Monday, April 29, 2013

vegan omelette

This recipe was inspired by Emily Segal's Chickpea Flour Omelet.  The base of this recipe, the chickpea flour and stock, is the most important element.  Which means all the other ingredients can be varied to suite your personal diet and taste preferences.  Bon appetit!


1 cup chickpea flour 
1 1/4 cups shiitake mushroom stock or water (or enough to make a thick-ish pancake batter)
2 scallions finely chopped (save a small amount of the green stalk for garnish)
2 garlic cloves or 1 shallot finely chopped 
1 portobello mushroom chopped (optional)
1 cup of arugula 
1/4 cup sundried tomatoes chopped (I like to use marinated tomoatoes)
1/4 teaspoon turmeric
1/4 teaspoon red chili pepper 
1 tablespoon balsamic vinegar
salt and pepper to taste
coconut oil or other oil of your choice

In a sauté pan add 1 tablespoon of coconut oil and turn the heat to medium-high.  Once the pan is hot, add in the mushrooms and balsamic vinegar.  Sauté for approximately 10 to 15 minutes stirring frequently and then remove from heat.  

While the mushrooms are sautéing, add the rest of the ingredients above to a bowl.  Whisk together until all is combined well.  Then fold in the mushrooms and stir until incorporated.

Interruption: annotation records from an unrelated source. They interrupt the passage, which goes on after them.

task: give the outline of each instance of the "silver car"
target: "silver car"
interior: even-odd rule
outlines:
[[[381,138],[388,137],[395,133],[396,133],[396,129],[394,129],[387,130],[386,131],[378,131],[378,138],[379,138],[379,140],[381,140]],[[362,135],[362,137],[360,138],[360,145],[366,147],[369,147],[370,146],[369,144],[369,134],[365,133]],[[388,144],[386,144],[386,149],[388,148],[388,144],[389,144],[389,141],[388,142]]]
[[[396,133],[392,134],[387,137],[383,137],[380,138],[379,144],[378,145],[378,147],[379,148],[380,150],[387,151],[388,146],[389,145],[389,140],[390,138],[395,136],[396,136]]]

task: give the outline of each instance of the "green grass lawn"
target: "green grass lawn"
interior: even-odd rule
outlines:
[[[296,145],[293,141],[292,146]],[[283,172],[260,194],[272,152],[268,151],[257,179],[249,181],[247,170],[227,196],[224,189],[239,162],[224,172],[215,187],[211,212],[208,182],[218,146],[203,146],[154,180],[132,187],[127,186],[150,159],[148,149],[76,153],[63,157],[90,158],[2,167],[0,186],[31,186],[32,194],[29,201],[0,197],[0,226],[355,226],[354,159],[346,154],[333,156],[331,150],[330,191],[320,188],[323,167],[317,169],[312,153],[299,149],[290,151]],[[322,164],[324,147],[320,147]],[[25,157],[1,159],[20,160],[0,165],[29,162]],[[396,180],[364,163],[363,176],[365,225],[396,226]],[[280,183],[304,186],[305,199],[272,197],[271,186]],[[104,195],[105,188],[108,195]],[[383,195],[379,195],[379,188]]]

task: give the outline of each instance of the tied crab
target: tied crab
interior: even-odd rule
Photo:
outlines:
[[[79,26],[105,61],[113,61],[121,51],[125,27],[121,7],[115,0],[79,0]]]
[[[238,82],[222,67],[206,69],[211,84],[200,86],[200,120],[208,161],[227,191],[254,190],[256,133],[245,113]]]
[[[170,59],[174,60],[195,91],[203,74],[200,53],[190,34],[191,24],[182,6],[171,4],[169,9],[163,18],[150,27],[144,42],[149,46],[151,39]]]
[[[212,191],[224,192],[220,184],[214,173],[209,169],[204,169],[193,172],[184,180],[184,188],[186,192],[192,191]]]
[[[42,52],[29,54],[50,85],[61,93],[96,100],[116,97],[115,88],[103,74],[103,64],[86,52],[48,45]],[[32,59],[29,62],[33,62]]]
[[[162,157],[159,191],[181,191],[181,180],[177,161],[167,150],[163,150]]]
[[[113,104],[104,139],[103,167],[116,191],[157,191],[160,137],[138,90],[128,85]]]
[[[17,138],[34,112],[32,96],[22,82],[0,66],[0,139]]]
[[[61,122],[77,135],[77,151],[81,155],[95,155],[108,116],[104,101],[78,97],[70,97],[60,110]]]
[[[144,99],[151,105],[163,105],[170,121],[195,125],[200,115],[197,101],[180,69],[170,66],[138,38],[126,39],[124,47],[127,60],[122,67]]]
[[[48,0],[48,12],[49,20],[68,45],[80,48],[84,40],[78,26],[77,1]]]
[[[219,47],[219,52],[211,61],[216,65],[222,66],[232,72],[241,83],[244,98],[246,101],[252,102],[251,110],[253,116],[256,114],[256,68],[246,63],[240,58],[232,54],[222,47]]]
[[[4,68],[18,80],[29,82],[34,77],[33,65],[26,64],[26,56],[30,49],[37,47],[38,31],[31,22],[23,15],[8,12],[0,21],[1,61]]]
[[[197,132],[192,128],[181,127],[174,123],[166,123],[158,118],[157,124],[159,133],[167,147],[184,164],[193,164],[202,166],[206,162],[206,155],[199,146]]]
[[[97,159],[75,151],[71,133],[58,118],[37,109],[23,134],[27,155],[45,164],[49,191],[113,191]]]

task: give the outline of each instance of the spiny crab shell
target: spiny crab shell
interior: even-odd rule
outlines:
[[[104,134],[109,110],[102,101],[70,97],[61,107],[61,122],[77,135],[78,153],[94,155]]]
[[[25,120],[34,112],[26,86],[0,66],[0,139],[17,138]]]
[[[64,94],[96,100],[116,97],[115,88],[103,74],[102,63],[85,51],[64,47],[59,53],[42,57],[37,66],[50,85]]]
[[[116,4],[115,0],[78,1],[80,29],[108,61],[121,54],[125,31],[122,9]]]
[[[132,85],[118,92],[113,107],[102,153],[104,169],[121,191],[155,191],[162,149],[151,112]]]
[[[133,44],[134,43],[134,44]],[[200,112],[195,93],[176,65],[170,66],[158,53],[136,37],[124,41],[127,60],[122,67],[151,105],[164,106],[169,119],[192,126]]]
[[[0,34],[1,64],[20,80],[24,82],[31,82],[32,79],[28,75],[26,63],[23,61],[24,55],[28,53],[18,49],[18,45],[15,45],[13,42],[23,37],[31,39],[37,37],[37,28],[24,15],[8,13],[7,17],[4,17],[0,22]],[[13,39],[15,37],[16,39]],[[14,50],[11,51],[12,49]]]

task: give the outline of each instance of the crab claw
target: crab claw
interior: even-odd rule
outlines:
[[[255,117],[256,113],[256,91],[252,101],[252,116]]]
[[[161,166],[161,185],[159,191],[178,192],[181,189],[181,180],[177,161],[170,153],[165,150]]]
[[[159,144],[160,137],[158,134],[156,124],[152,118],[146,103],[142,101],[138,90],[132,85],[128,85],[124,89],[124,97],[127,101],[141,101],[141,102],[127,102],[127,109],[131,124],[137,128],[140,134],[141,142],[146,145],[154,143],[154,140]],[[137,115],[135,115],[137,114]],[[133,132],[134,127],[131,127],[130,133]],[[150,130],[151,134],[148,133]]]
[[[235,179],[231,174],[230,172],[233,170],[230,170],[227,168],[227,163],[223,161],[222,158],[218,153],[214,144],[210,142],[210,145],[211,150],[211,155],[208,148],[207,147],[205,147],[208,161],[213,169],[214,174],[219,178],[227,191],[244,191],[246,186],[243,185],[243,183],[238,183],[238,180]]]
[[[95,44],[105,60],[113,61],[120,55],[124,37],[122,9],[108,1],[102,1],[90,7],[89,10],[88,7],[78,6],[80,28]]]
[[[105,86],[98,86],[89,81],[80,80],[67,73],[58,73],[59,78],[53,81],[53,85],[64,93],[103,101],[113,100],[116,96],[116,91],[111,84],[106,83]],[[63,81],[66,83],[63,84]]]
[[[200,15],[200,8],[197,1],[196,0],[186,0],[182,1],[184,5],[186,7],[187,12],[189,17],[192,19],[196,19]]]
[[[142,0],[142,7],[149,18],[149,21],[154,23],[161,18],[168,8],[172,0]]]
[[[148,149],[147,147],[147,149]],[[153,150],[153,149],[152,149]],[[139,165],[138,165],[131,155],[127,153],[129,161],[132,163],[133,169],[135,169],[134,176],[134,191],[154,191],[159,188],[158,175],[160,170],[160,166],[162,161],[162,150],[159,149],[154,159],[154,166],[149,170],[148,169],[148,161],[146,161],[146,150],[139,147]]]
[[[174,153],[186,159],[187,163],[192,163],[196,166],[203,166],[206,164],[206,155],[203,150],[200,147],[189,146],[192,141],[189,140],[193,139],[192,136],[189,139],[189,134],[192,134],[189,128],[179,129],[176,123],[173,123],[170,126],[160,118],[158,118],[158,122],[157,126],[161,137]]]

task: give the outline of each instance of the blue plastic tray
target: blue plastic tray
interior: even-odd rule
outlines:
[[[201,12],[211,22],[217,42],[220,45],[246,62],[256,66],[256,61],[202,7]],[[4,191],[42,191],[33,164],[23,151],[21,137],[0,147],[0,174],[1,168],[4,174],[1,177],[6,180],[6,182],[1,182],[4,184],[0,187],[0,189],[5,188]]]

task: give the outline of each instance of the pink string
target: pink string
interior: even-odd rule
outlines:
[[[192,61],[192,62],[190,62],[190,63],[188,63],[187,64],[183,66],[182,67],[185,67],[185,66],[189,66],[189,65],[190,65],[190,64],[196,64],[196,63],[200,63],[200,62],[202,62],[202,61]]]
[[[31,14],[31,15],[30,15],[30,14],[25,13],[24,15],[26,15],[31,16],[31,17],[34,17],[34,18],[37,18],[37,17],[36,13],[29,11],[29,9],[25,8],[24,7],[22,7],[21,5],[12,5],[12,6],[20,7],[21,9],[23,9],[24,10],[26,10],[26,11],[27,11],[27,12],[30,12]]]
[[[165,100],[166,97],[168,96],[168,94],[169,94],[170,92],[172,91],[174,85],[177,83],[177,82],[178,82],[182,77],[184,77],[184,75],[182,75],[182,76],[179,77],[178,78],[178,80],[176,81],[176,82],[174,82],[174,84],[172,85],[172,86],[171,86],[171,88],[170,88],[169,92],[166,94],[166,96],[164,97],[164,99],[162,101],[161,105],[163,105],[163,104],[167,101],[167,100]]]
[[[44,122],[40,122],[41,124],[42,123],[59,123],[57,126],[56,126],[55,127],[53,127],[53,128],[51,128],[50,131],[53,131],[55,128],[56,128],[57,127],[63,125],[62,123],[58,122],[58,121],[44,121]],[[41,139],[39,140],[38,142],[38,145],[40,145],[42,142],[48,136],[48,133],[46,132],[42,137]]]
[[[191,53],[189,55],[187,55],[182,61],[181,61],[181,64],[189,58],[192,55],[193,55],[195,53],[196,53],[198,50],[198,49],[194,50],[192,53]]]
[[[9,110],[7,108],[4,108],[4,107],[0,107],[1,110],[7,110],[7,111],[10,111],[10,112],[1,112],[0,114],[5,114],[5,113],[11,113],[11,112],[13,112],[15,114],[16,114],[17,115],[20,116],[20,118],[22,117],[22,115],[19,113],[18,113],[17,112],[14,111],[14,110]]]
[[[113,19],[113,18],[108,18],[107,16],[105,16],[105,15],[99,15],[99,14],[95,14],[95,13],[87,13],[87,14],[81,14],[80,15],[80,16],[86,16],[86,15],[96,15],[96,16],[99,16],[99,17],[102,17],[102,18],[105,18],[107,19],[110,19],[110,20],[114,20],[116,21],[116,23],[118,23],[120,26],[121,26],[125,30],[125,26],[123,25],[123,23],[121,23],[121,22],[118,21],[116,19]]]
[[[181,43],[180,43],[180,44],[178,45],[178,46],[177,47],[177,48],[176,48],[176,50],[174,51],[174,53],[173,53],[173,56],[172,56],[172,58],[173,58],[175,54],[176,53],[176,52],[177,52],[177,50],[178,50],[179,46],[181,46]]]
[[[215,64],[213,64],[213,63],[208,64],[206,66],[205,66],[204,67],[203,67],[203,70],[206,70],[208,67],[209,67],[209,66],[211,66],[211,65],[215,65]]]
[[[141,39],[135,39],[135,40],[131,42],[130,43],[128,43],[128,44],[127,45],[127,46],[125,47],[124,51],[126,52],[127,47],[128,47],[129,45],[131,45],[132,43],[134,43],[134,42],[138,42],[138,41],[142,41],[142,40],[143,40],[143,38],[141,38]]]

Heat a skillet over medium-high heat and add in a tablespoon of coconut oil.  When the pan is hot, pour  in half of the batter and spread out gently (it should look like one large pancake).  Cook for approximately 6 to 8 minutes (until the top bubbles and the bottom is lightly brown).  Next, take your spatula and flip it like a pancake and let the other side cook for between 4 to 6 minutes.  Once it is cooked all the way through, slide the omelette onto a plate and repeat the process with the remaining batter.

To serve, fold the omelette in half and garnish with a dollop of raw pesto and scallions.

“As everybody knows, there is only one infallible recipe for the perfect omelette: your own.”